Let $u(x)$ be a $C^2$ solution to $$-\Delta u(x)=|x|^2 \hspace{0.25cm} \text{ on } \mathbb{R}^n$$
- Show that $\Phi * |y|^2$ does not make sense.
- Find a solution nevertheless. Look for a polynomial.
- Set $m(r)= \mathrel{\int\!\!\!\!\!\!-}_{\partial B(0,r)} u(y)\,dS(y)$. Show that $$m(r)=u(0)+\dfrac{r^4}{4(n+2)}.$$
We "prove" previously,
Let $f\in C^2(\mathbb{R}^n)$. Assume that \begin{equation*} \begin{aligned} \int_{\mathbb{R}^n} |f(y)|(1+|y|)^{2-n}\,dy<\infty & \hspace{1cm} \text{ for } n>3 \\ \int_{\mathbb{R}^n} |f(y)|\ln(1+|y|)\,dy<\infty & \hspace{1cm} \text{ for } n=2 \\ \end{aligned} \end{equation*} Prove that $u(x)=\Phi * f(x)\in C^2(\mathbb{R}^n)$ and $-\Delta u(x)=f(x)$.

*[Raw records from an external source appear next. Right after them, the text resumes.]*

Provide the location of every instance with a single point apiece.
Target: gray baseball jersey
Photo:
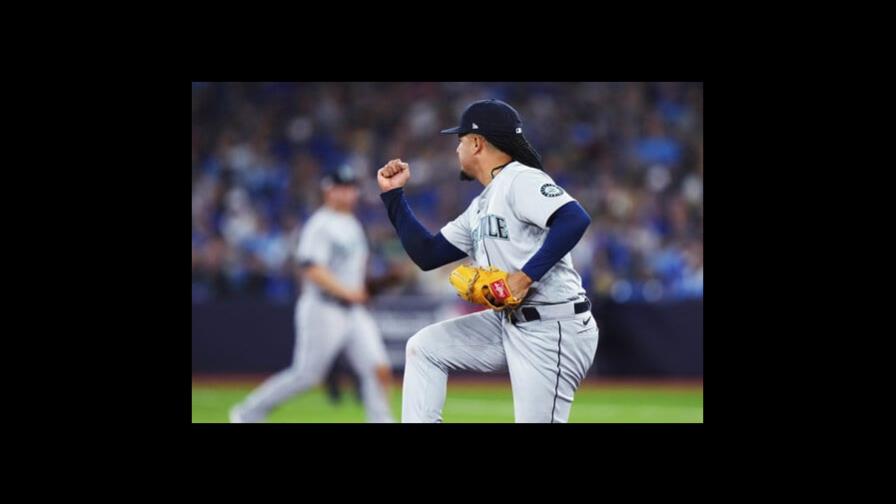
(324, 326)
(546, 356)
(506, 225)
(335, 240)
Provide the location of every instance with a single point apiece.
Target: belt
(548, 312)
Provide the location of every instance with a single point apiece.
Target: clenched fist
(395, 174)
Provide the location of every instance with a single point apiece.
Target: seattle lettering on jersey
(493, 225)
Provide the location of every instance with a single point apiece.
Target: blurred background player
(330, 315)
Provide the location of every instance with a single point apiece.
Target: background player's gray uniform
(325, 326)
(547, 358)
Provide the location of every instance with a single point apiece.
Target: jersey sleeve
(534, 197)
(314, 244)
(458, 232)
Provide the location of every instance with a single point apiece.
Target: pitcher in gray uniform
(330, 314)
(526, 225)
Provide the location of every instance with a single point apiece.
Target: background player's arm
(324, 279)
(428, 251)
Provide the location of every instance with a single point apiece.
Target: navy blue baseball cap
(488, 117)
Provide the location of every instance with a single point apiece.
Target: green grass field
(472, 403)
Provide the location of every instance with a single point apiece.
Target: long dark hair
(517, 147)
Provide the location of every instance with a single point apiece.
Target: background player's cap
(345, 175)
(488, 117)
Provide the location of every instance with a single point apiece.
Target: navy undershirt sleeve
(427, 251)
(567, 225)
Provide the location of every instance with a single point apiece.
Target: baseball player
(518, 232)
(329, 315)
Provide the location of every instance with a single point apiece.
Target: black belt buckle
(582, 307)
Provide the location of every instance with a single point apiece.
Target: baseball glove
(485, 286)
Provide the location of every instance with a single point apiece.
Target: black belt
(531, 313)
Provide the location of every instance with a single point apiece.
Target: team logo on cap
(551, 191)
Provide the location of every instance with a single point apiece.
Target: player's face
(465, 154)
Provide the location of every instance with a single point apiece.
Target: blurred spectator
(631, 153)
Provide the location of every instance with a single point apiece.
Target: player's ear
(478, 144)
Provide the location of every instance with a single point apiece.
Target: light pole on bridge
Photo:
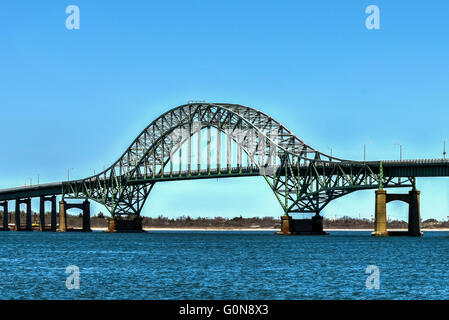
(400, 150)
(68, 173)
(444, 150)
(364, 151)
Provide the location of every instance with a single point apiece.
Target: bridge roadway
(391, 168)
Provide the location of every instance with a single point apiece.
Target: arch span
(302, 178)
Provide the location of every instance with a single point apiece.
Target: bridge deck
(391, 168)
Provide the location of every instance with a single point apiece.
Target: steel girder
(302, 178)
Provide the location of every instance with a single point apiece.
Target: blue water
(222, 265)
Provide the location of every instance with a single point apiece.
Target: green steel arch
(302, 178)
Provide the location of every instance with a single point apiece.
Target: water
(222, 265)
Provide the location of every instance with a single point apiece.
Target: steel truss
(302, 178)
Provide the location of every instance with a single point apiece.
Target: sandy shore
(256, 229)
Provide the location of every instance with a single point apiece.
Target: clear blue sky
(77, 98)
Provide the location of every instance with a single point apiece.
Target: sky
(73, 100)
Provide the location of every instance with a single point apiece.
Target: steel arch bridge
(245, 142)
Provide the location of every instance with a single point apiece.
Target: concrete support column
(86, 216)
(414, 217)
(42, 214)
(17, 218)
(380, 222)
(5, 216)
(53, 213)
(62, 217)
(28, 216)
(285, 225)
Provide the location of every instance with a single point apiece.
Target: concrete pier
(64, 206)
(28, 226)
(380, 222)
(290, 226)
(42, 224)
(414, 219)
(62, 216)
(5, 227)
(131, 225)
(86, 216)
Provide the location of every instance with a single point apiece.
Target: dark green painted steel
(302, 178)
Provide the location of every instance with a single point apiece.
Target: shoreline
(264, 229)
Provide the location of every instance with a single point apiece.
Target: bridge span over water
(218, 140)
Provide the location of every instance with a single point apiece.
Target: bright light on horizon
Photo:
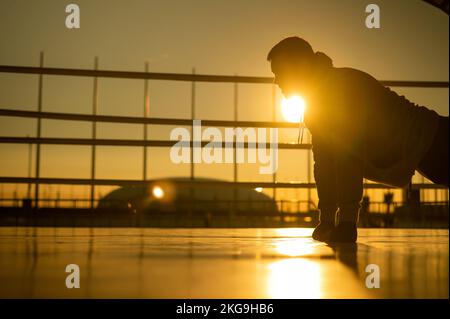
(293, 108)
(158, 192)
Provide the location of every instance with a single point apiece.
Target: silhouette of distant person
(360, 129)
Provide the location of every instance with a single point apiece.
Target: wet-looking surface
(221, 263)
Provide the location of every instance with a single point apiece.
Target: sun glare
(293, 108)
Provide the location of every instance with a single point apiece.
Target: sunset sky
(214, 37)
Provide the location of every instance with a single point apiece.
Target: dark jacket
(362, 129)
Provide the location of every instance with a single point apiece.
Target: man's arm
(325, 176)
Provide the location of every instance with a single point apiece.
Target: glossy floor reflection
(220, 263)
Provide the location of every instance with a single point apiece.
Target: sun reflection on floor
(294, 278)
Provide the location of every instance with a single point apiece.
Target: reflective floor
(221, 263)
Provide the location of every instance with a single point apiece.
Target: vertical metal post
(308, 172)
(192, 175)
(192, 125)
(30, 150)
(94, 132)
(235, 168)
(146, 114)
(38, 133)
(274, 116)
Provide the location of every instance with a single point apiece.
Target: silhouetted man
(360, 129)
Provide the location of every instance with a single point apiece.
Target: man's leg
(434, 165)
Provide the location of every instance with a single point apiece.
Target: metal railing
(146, 120)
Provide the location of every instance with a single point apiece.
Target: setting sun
(293, 108)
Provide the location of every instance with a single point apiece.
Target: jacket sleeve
(325, 177)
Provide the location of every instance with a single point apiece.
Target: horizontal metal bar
(149, 143)
(128, 182)
(185, 77)
(140, 120)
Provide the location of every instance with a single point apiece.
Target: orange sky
(215, 37)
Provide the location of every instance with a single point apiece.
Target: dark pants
(434, 165)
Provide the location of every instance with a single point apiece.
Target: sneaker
(322, 231)
(344, 232)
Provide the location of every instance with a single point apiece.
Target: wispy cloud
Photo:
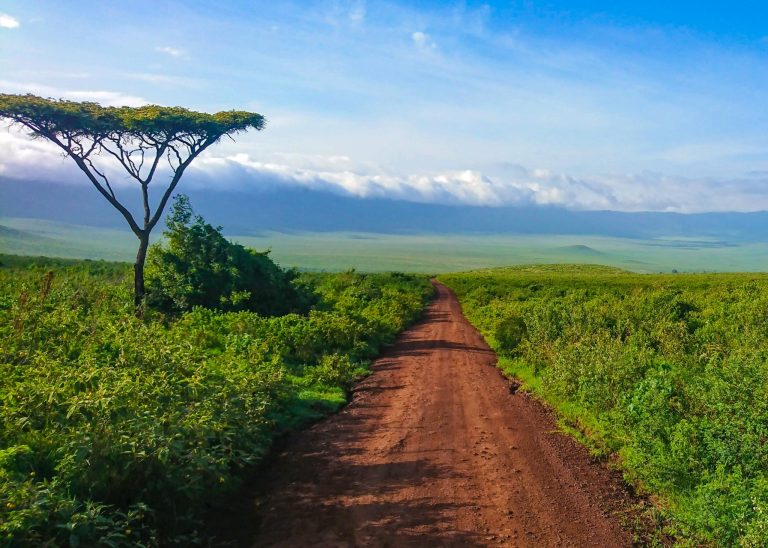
(423, 41)
(106, 98)
(8, 22)
(173, 52)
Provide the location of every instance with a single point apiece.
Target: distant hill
(295, 209)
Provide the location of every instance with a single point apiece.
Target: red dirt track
(435, 450)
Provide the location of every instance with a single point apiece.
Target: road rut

The first bullet, I think that the reason why it doesn't make sense is because when you use $f(y)=|y|^2$ both of these integrals diverge. Is this correct?
Also, I can't think of a polynomial that is a solution to this. Can I get some help?